Thorsten Veblen’s “Theory of the Leisure Class” seems to be the operating theory here. For Veblen, the leisure class engages in conspicuous consumption for the sole purpose of making individual distinctions based on financial wealth.  You show you are worth something by buying your spouse “diamonds as big as horse turds,” as my father used to put it. In this case, you make sure that everyone knows you are prosperous by going to Jared.

Jared has been using the slogan for years, so it must be working. But around even longer and working even better, I think, is the slogan of another national chain, Kay's. Their line, sung in commercials after the presentation of a ring, earrings, bracelet or watch leads to an embrace, is “Every kiss begins with Kay.”
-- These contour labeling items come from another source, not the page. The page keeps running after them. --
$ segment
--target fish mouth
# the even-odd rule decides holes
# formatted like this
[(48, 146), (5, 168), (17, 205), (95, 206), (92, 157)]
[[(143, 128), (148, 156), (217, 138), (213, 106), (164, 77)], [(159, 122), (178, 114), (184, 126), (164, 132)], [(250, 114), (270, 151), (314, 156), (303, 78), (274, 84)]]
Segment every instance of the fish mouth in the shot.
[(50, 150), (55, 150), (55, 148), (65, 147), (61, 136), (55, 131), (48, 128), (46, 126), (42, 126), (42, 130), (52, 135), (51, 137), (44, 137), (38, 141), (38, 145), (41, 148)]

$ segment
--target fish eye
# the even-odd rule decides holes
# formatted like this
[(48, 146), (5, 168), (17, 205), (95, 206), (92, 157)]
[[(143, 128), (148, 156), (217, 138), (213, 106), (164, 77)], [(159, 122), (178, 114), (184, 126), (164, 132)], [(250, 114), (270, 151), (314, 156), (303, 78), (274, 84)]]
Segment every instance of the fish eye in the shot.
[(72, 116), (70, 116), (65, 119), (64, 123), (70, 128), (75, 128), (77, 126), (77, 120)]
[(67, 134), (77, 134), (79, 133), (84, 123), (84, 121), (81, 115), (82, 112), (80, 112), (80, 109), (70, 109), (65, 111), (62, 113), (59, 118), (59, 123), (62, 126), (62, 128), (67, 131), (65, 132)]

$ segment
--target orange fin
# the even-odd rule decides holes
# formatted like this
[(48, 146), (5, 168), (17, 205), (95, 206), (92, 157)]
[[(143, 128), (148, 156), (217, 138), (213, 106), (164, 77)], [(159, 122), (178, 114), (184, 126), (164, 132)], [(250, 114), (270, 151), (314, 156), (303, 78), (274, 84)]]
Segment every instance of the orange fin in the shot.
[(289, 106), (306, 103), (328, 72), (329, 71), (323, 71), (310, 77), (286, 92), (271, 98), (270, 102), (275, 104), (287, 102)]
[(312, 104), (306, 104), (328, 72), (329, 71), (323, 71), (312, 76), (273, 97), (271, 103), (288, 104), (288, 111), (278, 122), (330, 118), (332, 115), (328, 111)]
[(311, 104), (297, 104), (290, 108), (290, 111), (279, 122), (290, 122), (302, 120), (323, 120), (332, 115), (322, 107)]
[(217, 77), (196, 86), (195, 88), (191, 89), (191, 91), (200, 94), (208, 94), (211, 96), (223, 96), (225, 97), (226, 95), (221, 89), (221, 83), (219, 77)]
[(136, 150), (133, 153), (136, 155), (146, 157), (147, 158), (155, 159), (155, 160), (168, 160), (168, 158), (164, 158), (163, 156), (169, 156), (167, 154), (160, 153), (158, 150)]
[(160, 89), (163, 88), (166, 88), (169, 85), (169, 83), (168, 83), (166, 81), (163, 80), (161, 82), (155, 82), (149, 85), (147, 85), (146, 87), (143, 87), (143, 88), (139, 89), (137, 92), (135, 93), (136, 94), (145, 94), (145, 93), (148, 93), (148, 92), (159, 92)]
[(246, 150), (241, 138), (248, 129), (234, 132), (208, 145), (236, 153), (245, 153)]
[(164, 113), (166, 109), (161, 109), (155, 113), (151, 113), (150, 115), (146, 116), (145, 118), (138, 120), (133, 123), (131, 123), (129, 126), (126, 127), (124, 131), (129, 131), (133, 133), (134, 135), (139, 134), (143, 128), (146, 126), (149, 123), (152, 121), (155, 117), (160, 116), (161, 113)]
The reason I like the Kay’s approach—selling sex—is because it comes closer to the reason that most jewelry (other than graduation watches and sweet 16 charm bracelets) is purchased: to give to a beloved to symbolize a sexual relationship. Yes, some people want to make sure that they have the top quality, whatever that means, and have been trained to associate brands with quality. But they aren’t buying jewelry to get a brand. And yes, keeping up with or surpassing the Joneses is a big motivation to many people when they purchase jewelry, but it’s only a secondary motivation. No one buys an engagement ring to please the family (although he or she may have proposed because of family or societal pressure). They buy the ring or the earrings or whatever for the loved one. They may select one item over another because they know it’s better than what the Joneses have, but only after the decision to buy has been made.

The causal connection between giving someone jewelry and engaging in sexual relations is strongly rooted in our society precisely for the reasons that Veblen details. It is a form of display that is supposed to make the wearer more attractive and more of a status symbol for the giver. The exchange of rings symbolizes marriage, which is a public construct and the traditionally sanctioned locus for sexual relations. We give a ring to mark the engagement, as well, and for key anniversaries. We are brainwashed that other types of jewelry are the go-to gift for the spouse.

In a real sense, jewelry commoditizes romantic relationships, which means it turns romance into something that can be bought and sold.  Instead of buying conjugal rights, you buy the symbol and give that to the object of affection.  In the world of symbols and hidden meanings by which our society lives, every kiss does (or can) begin with the presentation of jewelry. Kay’s hits the bull’s eye.